Baltimore: A Political History (Johns Hopkins University Press)—written by Matthew Crenson ’63, professor emeritus of political science—provides a comprehensive look at the manifold forces that influenced and impeded city government for more than 300 years.
Crenson also possesses a keen eye—and nose—for the two-way traffic between politics and the body politic. He scrapes away charm (and myth) to expose less savory features of civic history, including the herds of pigs that roamed Baltimore’s streets to dispose of garbage before the outbreak of the Civil War, and the noxious sewage that befouled the city’s air into the 20th century.
As a professor and go-to source for political journalists, Crenson steeped himself in the city’s political history. His Neighborhood Politics (1983, Harvard University Press) was a provocative investigation into how Baltimore’s local conflicts often provide more of a spur to communal action than solidarity.
Crenson says he came to see continuities in Baltimore political life throughout history as more striking than any changes. “What I began to see is the way things stayed the same,” he says. “There are constants in Baltimore political history that just stay there, sometimes for centuries.”
One perpetual battle is the fierce tug of war between Annapolis (Maryland’s capital) and Baltimore. The General Assembly’s long history of denying Baltimore fair representation, or sufficient power to tax or police itself, often led city residents to create quasi-governmental bodies or take to the streets. This latter tactic gave rise to another name for the city that has stuck: “Mobtown.”

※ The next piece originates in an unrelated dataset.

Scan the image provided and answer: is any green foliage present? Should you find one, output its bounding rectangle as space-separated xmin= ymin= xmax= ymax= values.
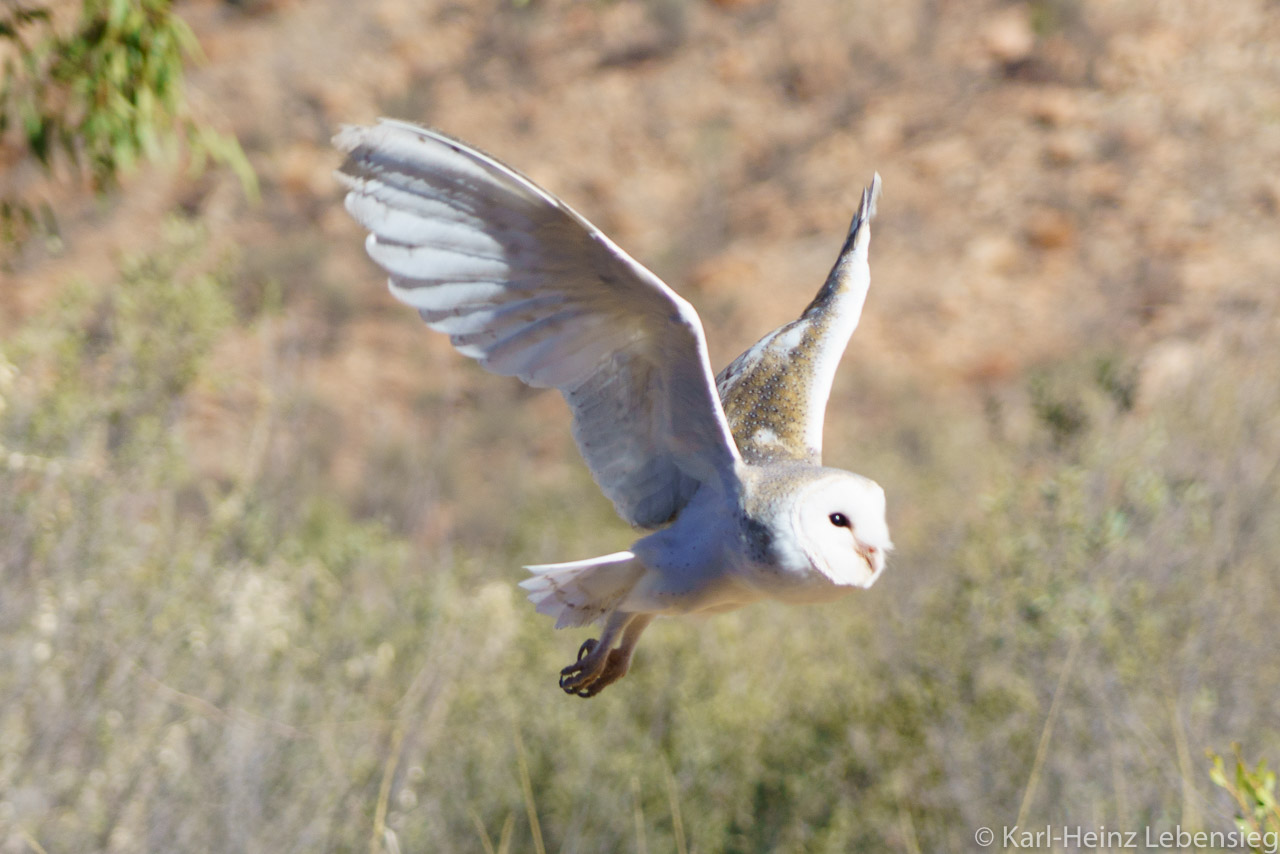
xmin=0 ymin=0 xmax=256 ymax=241
xmin=0 ymin=227 xmax=1280 ymax=851
xmin=1208 ymin=744 xmax=1280 ymax=851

Baltimore leaders pursued civic improvements such as gaslight and electrified streetcars. They foresaw the rise of American railroads. Yet Baltimoreans never fully exploited these innovations, and also allowed significant health and safety issues to fester. Baltimore was the last major American city to install a sanitary sewer system.

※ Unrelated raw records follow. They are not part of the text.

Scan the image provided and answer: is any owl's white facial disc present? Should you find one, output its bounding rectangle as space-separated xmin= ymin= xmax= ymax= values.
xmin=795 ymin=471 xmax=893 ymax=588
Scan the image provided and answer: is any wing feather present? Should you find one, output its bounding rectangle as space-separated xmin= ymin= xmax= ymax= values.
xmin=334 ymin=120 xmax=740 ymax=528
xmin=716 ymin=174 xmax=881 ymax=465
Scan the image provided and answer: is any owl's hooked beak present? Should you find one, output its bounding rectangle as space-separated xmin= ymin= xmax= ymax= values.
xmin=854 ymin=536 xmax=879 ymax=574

Crenson says the “city’s political incapacity” hindered progress. “There was political division about the desirability of having swine in the streets,” he says, “and city government was not strong enough and assertive enough to resolve that. Same thing with the sewers. Building a citywide sewer system required a degree of political coherence and integration that the city was not able to achieve until after the Great Fire of 1904.”
That immense conflagration destroyed over 140 acres of the city’s center. Crenson calls it a “great unifying moment” that compelled Baltimore to confront the 20th century. But why didn’t it happen sooner? One reason was Baltimore’s lack of a political machine—such as the Tammany Hall organization built in New York City by William “Boss” Tweed—to centralize power and overcome opposition.
“We had a political machine,” says Crenson. “But it was a feeble machine. They had to make concessions to reformers.” Isaac Freeman Rasin, the key political boss of late 19th century Baltimore, even placed reformers on his candidate lists to “perfume the ticket” for voters.
Avoiding conflict was priority for municipal leaders who grappled with a Mobtown legacy of major riots triggered by politics, secession, and labor unions between 1812 and 1877.
“This weak machine found ways of dealing with points of conflict, substituting bribes and patronage,” says Crenson. “They saw what [Baltimore residents] were capable of in the way of violence, and they found ways to tiptoe around it.”
On the surface, the riots of 1968 and 2015 may appear to be a return to the city’s Mobtown roots. But Crenson says the battles that Baltimore’s black residents have waged for civil rights and long-deferred political influence weave into a much more complex narrative.
Before the Civil War, Baltimore had the highest number of free blacks of any U.S. metropolis. Jim Crow was pervasive and pernicious in Baltimore, but also less violent, in part because its political bosses often chose to suppress black votes by bribing that community’s leaders.
Crenson observes that the city’s racial politics, while fraught, has lacked the nasty edge of other American cities. He cites the 1987 election of Kurt Schmoke as Baltimore’s first black mayor as one example.
“The very fact that we elected our first black mayor without making an issue of race. That’s extraordinary. That didn’t happen anywhere else.”
Baltimore’s political triumphs and failures rest uneasily side by side over three centuries. Or is it that they are inextricably intertwined? Crenson renders his own verdict at the end of his book: “Perhaps it is possible to be Mobtown and Charm City at the same time.”